Pour renouveler le traitement, il faut sortir de cette logique et médiatiser l’aspect systémique et patriarcal des violences. Mais cela demande une autre temporalité, un autre type de journalisme, plus en profondeur, avec des journalistes qui ont du temps et des moyens. Il faudrait proposer des interviews avec des expert·es et des associations, des analyses de rapports officiels et de chiffres… Ce n’est pas spectaculaire, mais c’est indispensable.
À défaut d’approche structurelle, comment les rédactions choisissent-elles les affaires de violences sexuelles qu’elles vont traiter ?
LÉNAÏG BREDOUX Il faut d’abord accepter qu’il y a une part d’arbitraire : on enquête souvent sur ce qui nous « tombe dessus », ce qu’on découvre par hasard, au gré des rencontres ou des documents et témoignages qui nous sont envoyés.
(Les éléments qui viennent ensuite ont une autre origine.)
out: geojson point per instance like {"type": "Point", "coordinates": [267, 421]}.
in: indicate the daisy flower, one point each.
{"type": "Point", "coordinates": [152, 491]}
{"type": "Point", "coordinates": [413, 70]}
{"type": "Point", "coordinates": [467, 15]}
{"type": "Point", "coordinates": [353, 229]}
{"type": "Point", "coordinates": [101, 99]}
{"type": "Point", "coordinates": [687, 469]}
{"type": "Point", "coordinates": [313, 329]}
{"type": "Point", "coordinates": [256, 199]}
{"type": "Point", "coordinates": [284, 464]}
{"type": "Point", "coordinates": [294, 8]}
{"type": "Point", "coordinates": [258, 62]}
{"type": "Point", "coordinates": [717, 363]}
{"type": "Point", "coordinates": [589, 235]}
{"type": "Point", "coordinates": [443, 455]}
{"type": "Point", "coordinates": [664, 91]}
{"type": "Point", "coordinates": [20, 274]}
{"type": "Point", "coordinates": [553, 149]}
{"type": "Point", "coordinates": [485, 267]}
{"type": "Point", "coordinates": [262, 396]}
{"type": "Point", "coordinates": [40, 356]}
On doit aussi évaluer la solidité, le sérieux d’une enquête, selon les critères juridiques définis par la loi sur la liberté de la presse du 29 juillet 1881
À Mediapart, on cherche à montrer les dimensions systémiques des violences, les complicités, les silences institutionnels. Il n’y a pas de règle figée sur un nombre de témoignages de victimes minimal pour publier un article : une seule voix peut suffire si la démarche est rigoureuse. On peut aussi bien publier une enquête sur PPDA [Patrick Poivre d’Arvor] qui repose sur des dizaines de récits, que sur l’affaire Adèle Haenel, menée par Marine Turchi à partir d’un témoignage.
LAURE BEAULIEU Dans la majorité des rédactions, un·e journaliste qui essaie de proposer une enquête se heurte tout de même à des critères implicites : le nombre de plaintes, la célébrité de la victime ou de l’agresseur, ou encore la façon dont on va pouvoir mettre en scène l’information, par exemple en l’illustrant par des photos, ce qui n’est pas possible quand les victimes veulent garder l’anonymat. Par ailleurs, l’affaire Adèle Haenel est exceptionnelle : c’est extrêmement rare d’être face à une victime qui bénéficie de davantage de ressources symboliques et économiques que la personne qu’elle accuse – ici, le réalisateur Christophe Ruggia. Par ailleurs, cette affaire a marqué une évolution des normes journalistiques, déjà en cours chez Mediapart, mais qui s’est généralisée ensuite : le fait qu’on puisse médiatiser des accusations avant qu’il y ait plainte – car en l’occurrence, c’est après la publication de l’article que le parquet s’est auto-saisi du dossier.
EMMANUELLE DANCOURT À MeTooMedia, en plus de la question du dépôt de plainte et du nombre de victimes, on a pu entendre « Il n’y a pas assez de viols » dans une affaire que les victimes voulaient porter devant les médias. Des sujets comme les violences psychologiques ou conjugales sont aussi trop souvent ignorés – si Mediapart ne s’était pas emparé de l’affaire Plaza en 2023
« Les questions de notoriété de la victime ou de l’agresseur me semblent absurdes, car on sait que ces violences existent partout, pas seulement chez les puissants. »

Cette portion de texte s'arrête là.